In truth, even though our shenanigans were always a joint effort, never once did Cole need me. The adventures were always his, I playing the role of Pesky Little Sister, constantly slowing him down. It was me who often needed to borrow a pair of his boyish tighty-whities when all my undergarments fell victim to a child who still wet the bed. Me who needed help with my homework, spending days trying to memorize definitions it took him a glance to master. Me who needed him to take verbal blows that came my way, pulling the attention towards him. He did that for me, filled my needs until they were satisfied, and this harvested within me a sense of security, of belonging, of undying loyalty and love. But perhaps, on the reverse side, I was too heavy a burden for him. When he finally escaped, working diligently to land a full ride to a renowned university, with no intention to look back, perhaps it was a great weight lifted to not have to take me with him. In this thought, I find myself an astronaut clinging to nothing, praying for gravity, unable to reach any stabilizer about me, floating alone forever. Luckily for me, they make a pill for that.
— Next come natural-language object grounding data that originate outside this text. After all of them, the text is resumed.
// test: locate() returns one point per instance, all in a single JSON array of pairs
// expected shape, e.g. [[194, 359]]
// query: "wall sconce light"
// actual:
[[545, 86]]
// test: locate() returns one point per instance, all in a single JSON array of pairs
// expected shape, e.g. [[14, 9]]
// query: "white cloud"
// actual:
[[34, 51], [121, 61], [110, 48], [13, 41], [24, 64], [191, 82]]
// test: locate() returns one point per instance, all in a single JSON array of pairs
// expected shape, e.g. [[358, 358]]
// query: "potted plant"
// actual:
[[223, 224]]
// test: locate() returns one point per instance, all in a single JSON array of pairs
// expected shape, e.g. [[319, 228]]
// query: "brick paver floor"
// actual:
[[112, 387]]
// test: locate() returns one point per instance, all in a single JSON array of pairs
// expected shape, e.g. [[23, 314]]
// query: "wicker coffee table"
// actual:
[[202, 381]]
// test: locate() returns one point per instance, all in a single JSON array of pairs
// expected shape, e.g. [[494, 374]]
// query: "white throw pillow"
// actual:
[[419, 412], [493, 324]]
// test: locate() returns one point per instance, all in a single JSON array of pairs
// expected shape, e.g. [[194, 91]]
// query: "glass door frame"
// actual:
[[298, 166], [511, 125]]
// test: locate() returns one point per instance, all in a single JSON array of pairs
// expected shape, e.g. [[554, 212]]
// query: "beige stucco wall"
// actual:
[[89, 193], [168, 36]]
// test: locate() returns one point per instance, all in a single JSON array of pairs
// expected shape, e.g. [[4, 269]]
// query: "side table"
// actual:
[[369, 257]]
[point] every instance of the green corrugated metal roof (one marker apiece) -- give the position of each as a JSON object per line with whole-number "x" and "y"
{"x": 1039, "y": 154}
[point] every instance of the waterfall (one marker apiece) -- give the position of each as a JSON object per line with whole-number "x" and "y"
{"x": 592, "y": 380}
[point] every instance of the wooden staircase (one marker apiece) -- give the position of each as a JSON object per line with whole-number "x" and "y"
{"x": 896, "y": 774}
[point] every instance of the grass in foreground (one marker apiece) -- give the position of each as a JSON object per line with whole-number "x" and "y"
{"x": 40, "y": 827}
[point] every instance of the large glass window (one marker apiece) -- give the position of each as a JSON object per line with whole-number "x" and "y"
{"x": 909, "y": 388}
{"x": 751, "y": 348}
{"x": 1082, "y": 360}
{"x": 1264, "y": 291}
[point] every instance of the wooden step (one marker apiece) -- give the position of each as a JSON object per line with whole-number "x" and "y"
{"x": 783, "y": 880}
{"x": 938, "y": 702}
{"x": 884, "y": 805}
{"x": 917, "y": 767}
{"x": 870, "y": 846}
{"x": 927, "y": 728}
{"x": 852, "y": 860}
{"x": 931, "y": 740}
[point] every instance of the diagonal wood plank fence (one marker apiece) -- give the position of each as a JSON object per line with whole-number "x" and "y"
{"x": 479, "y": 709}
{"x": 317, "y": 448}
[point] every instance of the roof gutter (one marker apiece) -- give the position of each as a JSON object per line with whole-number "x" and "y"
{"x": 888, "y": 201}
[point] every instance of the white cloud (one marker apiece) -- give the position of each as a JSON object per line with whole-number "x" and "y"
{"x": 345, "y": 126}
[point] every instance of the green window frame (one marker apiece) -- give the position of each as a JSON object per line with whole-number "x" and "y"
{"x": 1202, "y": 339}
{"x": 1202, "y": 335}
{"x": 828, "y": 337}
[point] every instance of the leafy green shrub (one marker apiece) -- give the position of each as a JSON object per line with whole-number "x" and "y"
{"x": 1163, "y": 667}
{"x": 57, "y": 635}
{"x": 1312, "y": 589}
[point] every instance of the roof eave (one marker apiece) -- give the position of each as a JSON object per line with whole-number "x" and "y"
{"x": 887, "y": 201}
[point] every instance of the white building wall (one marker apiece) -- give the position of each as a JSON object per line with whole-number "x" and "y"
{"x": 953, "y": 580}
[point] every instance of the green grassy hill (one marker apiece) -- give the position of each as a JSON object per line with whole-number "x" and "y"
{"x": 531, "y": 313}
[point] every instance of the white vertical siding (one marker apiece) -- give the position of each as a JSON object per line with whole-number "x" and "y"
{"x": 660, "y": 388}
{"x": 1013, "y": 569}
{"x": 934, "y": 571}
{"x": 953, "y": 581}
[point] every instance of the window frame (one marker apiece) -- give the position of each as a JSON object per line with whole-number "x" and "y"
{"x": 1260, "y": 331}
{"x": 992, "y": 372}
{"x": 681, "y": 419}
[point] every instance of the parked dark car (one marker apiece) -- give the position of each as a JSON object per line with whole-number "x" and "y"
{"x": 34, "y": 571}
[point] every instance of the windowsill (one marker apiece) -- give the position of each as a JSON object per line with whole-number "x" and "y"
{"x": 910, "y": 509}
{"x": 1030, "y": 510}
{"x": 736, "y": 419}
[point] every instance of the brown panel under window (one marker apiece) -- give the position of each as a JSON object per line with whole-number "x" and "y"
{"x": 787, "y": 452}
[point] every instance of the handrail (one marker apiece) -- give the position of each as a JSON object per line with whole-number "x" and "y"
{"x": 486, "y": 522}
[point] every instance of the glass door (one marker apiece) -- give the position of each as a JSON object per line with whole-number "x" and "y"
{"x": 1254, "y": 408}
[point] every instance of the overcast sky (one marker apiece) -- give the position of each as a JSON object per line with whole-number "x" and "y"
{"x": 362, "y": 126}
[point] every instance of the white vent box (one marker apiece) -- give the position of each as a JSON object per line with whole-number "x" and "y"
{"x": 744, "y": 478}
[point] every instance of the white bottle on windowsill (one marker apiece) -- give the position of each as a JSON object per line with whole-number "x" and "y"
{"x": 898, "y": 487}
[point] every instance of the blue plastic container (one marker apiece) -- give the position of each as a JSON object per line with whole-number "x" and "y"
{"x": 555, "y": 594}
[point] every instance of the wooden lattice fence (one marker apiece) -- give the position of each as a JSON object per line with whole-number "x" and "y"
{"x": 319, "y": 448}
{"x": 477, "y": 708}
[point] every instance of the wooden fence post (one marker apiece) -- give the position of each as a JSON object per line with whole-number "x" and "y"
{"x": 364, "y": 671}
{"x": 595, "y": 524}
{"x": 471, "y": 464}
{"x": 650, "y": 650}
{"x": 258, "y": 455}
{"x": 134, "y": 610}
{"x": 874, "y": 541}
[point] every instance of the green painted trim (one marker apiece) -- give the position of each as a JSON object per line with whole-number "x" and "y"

I think of how wonderful it might be to live life backwards. To come to this world old and broken and wrinkled and weak. To have already seen its horrors and be desensitized to its wonders. We see the world brighter and younger each and every day. We become stronger, more energetic and youthful. We are swimming in lakes bare. We are climbing trees and skinning our knees. We are mending hearts we had once left broken. We are feeling excited simply by holding someone’s hand. People we love are returning from the grave. Our parents are brought back together, falling more and more in love. And towards the end of our lives, we become “the kids” again. It is a time before anyone told us they hate us, that our insides are ugly, that we are ungrateful and worthless and cruel; a time before anyone had given us an evaluation that asked questions such as “In the last two weeks, how often have you been troubled by the thought that you would be better off dead?” We are pure and we are unbruised and we are whole. Finally, we have lived so long that the slight jingle of a set of keys can set us into a fit of giggles; that when our fathers throw us in the air, we feel on top of the world; that we have no concept of words like “divorce” or “loneliness” or “broken.” And the newness and curiousness and unsayable beauty of the world are so unbearably exciting that we simply vanish into the warmth and solitude of a mother’s body. We have a home there and no belongings to unpack.